Monday, November 4, 2024

the most expensive words to come out of Washington since 'Mission Accomplished' (100 days to pretend you understand curling)


The Winter Olympics are just 100 days away! That means you have just 100 days to pretend you understand curling. –Jimmy Fallon


"Hey, the health care bill was introduced yesterday. It's 1,990 pages long and costs $894 billion dollars. Or $2.2 million per word. That makes them the most expensive words to come out of Washington since 'Mission Accomplished.'" --Jimmy Fallon


https://idiocracy23.blogspot.com/2023/12/baby-baby-all-time-when-do-we-want.html

“A magisterial collection. A combination of Bukowski’s Last Night of the Earth 

and Orwell’s 1984.”



 

Saturday, November 4, 2023

That means you have just 100 days to pretend you understand curling (a tie that was made in America)


A tech blogger in California used a weather balloon to drop an iPhone from the edge of space, at 100,000 feet in the air, to see what would happen — and still, somehow the phone landed in the guy’s toilet. –Jimmy Fallon


The Winter Olympics are just 100 days away! That means you have just 100 days to pretend you understand curling. –Jimmy Fallon


A new poll finds that Donald Trump and Hillary Clinton are in a statistical tie just a week from Election Day. But on the bright side, at least Trump’s finally in a tie that was made in America. –Jimmy Fallon


https://idiocracy23.blogspot.com/2022/08/1001-ways-to-make-america-great-and.html

“A magisterial collection. A combination of Bukowski’s Last Night of the Earth 

and Orwell’s 1984.”



 

Wednesday, February 1, 2023

Hey man, that’s the key to every party (those two are known as "the spectrum")


"The royal family has reportedly burned through its money and is now strapped for cash. In fact, Queen Elizabeth needs money so badly she’s now co-starring in the next Nicolas Cage movie." –Conan O’Brien


An analyst for Time magazine says the key to the survival of the Republican Party is bringing in young women. When told this, Bill Clinton said, "Hey man, that’s the key to every party." –Conan O’Brien


"In anticipation of the Winter Olympics, a female curling champion released some sexy photos of herself curling in lingerie.
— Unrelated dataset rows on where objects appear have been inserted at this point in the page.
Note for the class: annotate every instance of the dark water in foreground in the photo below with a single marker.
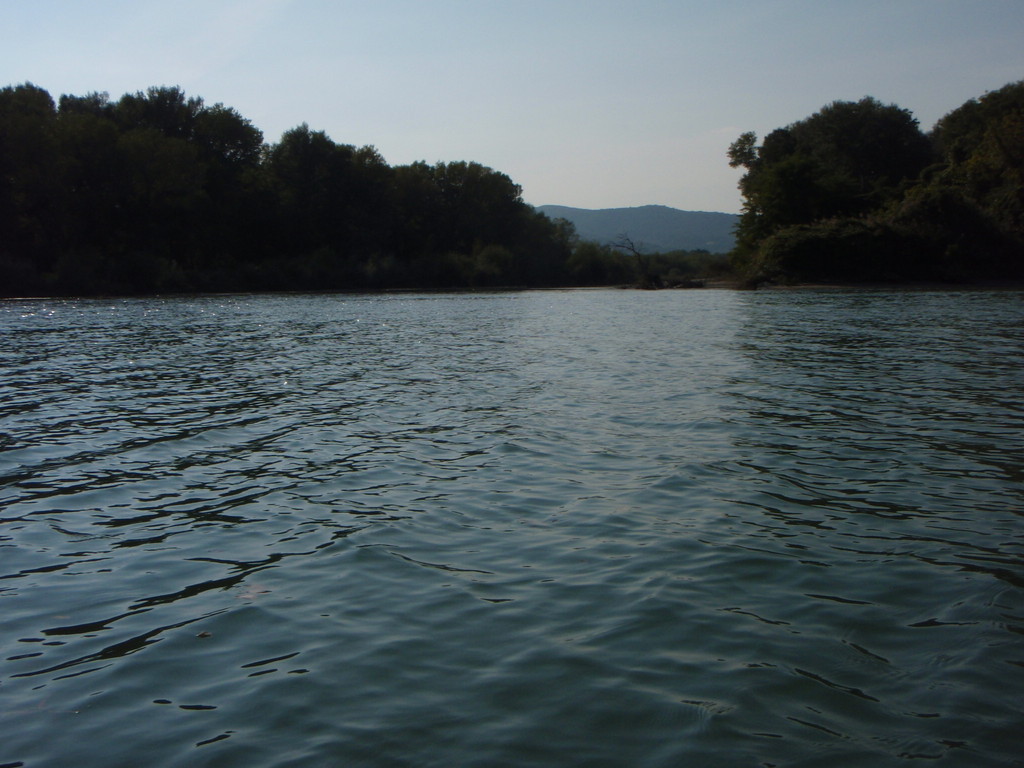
(580, 528)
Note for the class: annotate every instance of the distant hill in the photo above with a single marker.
(654, 228)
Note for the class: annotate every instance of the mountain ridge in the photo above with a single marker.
(651, 227)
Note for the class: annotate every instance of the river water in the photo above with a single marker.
(542, 528)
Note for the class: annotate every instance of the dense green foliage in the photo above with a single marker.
(158, 192)
(857, 193)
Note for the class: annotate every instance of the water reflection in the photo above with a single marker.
(577, 527)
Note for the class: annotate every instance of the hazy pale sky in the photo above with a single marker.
(593, 103)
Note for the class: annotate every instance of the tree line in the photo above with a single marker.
(159, 192)
(858, 193)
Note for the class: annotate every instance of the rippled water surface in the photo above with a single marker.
(552, 528)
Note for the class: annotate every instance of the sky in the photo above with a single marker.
(591, 103)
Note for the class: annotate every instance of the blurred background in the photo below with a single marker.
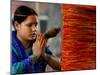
(49, 15)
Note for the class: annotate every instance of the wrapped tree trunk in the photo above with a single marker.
(78, 37)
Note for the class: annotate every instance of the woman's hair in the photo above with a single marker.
(22, 13)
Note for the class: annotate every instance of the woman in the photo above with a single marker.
(29, 51)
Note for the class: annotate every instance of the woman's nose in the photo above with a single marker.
(34, 28)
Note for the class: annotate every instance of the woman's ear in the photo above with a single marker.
(17, 26)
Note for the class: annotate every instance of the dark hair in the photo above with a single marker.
(22, 13)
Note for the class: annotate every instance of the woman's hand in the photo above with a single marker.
(39, 47)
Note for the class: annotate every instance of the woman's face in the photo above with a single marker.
(27, 30)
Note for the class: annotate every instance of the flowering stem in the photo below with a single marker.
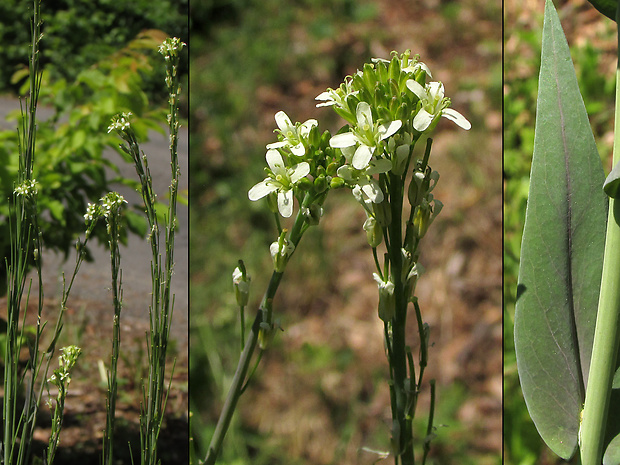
(262, 321)
(401, 429)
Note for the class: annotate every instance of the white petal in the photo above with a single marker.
(283, 121)
(422, 120)
(298, 149)
(324, 96)
(299, 171)
(416, 88)
(274, 160)
(363, 114)
(436, 90)
(390, 129)
(346, 139)
(345, 173)
(425, 68)
(373, 191)
(383, 165)
(285, 203)
(277, 145)
(261, 189)
(304, 128)
(455, 116)
(362, 157)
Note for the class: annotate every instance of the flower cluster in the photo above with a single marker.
(388, 106)
(120, 123)
(66, 362)
(171, 47)
(108, 204)
(28, 187)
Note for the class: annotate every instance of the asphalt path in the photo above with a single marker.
(92, 285)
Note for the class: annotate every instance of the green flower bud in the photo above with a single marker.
(332, 168)
(416, 192)
(321, 184)
(241, 282)
(383, 213)
(337, 183)
(386, 298)
(373, 232)
(313, 213)
(421, 219)
(281, 251)
(304, 184)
When asked for comment, Americans said they're still not going to watch curling." –Conan O'Brien


Today, Leonardo DiCaprio met with Pope Francis. In terms of number of sexual partners, those two are known as "the spectrum". –Conan O’Brien


https://idiocracy23.blogspot.com/2022/08/1001-ways-to-make-america-great-and.html

“A magisterial collection. A combination of Bukowski’s Last Night of the Earth 

and Orwell’s 1984.”



 

Sunday, April 24, 2022

Should students learn why he wasn't allowed to play? (the aircraft carrier the U.S.S. Metaphor)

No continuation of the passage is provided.